It is striking evidence for our analysis that they provide minimal pairs for the subtle meaning difference between factive and non-factive complements. Compare, for example, the two sentences
They reported the enemy to have suffered a decisive defeat
They reported the enemy’s having suffered a decisive defeat.
The second implies that the report was true in the speaker’s opinion, while the first leaves open the possibility that the report was false. This is explained by our derivation of infinitives from non-factives and gerunds from factives. Similarly compare
I remembered him to be bald (so I was surprised to see him with long hair)
I remembered his being bald (so I brought along a wig and disguised him).

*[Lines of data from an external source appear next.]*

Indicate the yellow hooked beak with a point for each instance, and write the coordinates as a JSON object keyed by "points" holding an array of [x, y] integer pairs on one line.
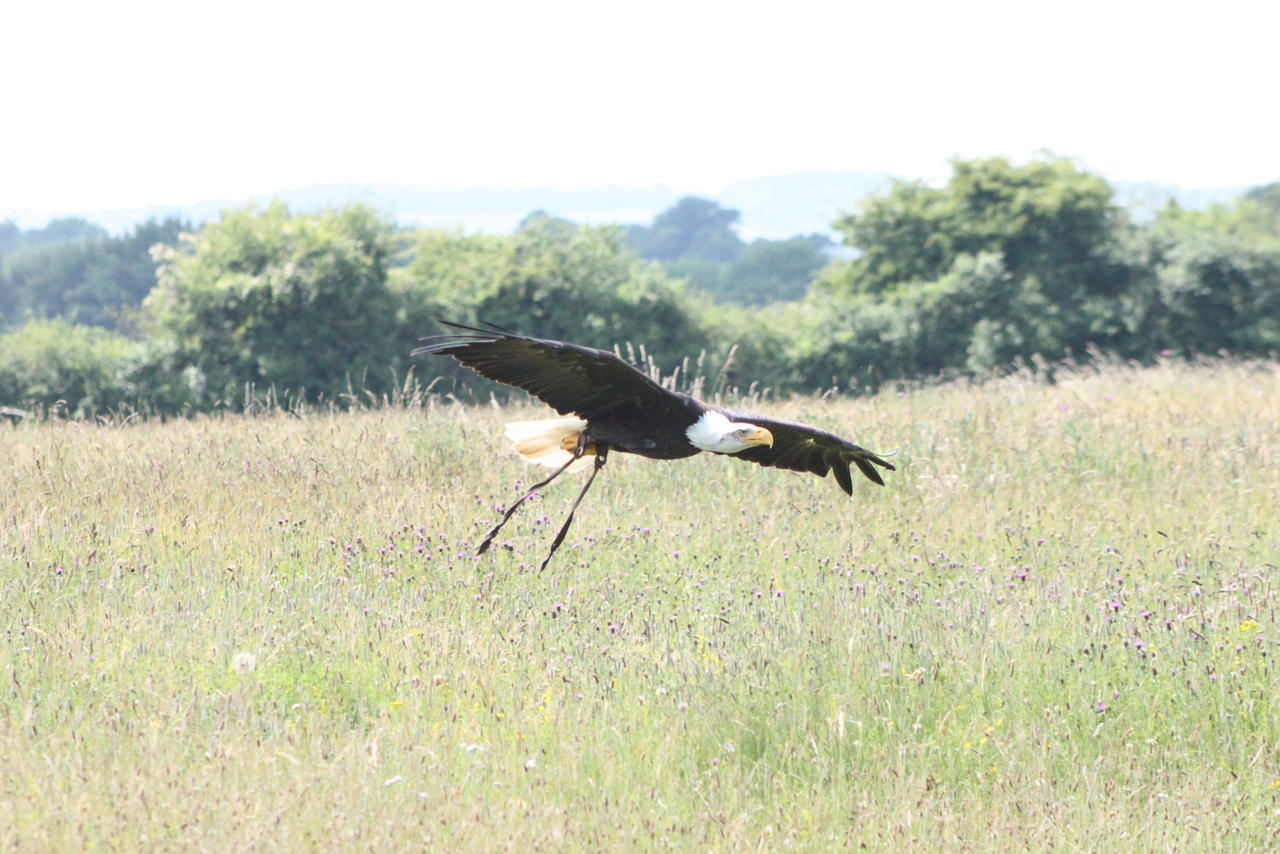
{"points": [[758, 435]]}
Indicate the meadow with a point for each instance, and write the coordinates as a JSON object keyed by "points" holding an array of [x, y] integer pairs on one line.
{"points": [[1055, 629]]}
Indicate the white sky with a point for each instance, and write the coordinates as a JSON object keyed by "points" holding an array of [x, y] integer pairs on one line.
{"points": [[126, 104]]}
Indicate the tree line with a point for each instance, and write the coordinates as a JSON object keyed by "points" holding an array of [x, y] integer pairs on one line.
{"points": [[1001, 264]]}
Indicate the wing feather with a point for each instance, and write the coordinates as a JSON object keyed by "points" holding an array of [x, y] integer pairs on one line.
{"points": [[570, 378]]}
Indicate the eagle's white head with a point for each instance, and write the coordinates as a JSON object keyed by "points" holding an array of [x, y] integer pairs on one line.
{"points": [[716, 433]]}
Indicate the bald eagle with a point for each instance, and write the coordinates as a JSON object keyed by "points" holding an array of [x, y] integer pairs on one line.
{"points": [[607, 405]]}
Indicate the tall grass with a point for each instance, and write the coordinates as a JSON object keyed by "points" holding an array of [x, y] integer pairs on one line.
{"points": [[1054, 629]]}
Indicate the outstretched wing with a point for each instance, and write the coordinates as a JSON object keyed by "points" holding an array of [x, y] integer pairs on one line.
{"points": [[568, 378], [804, 448]]}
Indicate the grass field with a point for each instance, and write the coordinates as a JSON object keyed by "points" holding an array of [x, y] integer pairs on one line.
{"points": [[1054, 630]]}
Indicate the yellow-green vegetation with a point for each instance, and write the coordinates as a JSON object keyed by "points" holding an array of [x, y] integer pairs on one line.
{"points": [[1055, 629]]}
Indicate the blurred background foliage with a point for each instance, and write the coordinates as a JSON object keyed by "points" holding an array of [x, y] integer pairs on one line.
{"points": [[1001, 265]]}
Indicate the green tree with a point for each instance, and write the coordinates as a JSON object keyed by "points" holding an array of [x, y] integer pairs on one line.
{"points": [[90, 279], [46, 364], [268, 298], [775, 270], [1052, 228]]}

Contrast forget, which differs from remember in that it necessarily presupposes the truth of its object. Although it is logically just as possible to forget a false notion as it is to remember one, language seems to allow for expressing only the latter. We cannot say
*I forgot that he was bald, which was a good thing since it turned out later that he wasn’t after all
*I forgot him to be bald.
There is another kind of case. Just as different meanings may accompany subjects or objects differing by a feature like concreteness, as in
The boy struck1 me
The idea struck2 me
so verbs may occur with factive and non-factive complements in different meanings. Compare -
(a) I explained Adam’s refusing to come to the phone
(b) I explained that he was watching his favorite TV show.
In (a), the subordinate clause refers to a proposition regarded as a fact. Explain, in this case, means ‘give reasons for’. When the object is a that-clause, as in (b), it can be read as non-factive, with explain that S understood as meaning ‘say that 5 to explain X’. To account for the differences between (a) and (b), we might postulate two lexical entries for explain (not denying that they are related). In the entry appropriate to (a) there would be a presupposition that the subordinated proposition is true. This would require a factive complement (recall that the form of the complement has an associated interpretation) in the same way as the two verbs strike1 and strike2 would receive different kinds of subjects. The entry for (b) would have among its presuppositions that the speaker was not committing himself about the truth of the subordinated proposition, so that a factive complement would not fit. Thus, the meaning of the complement form is directly involved in explaining its occurrence with particular verbs.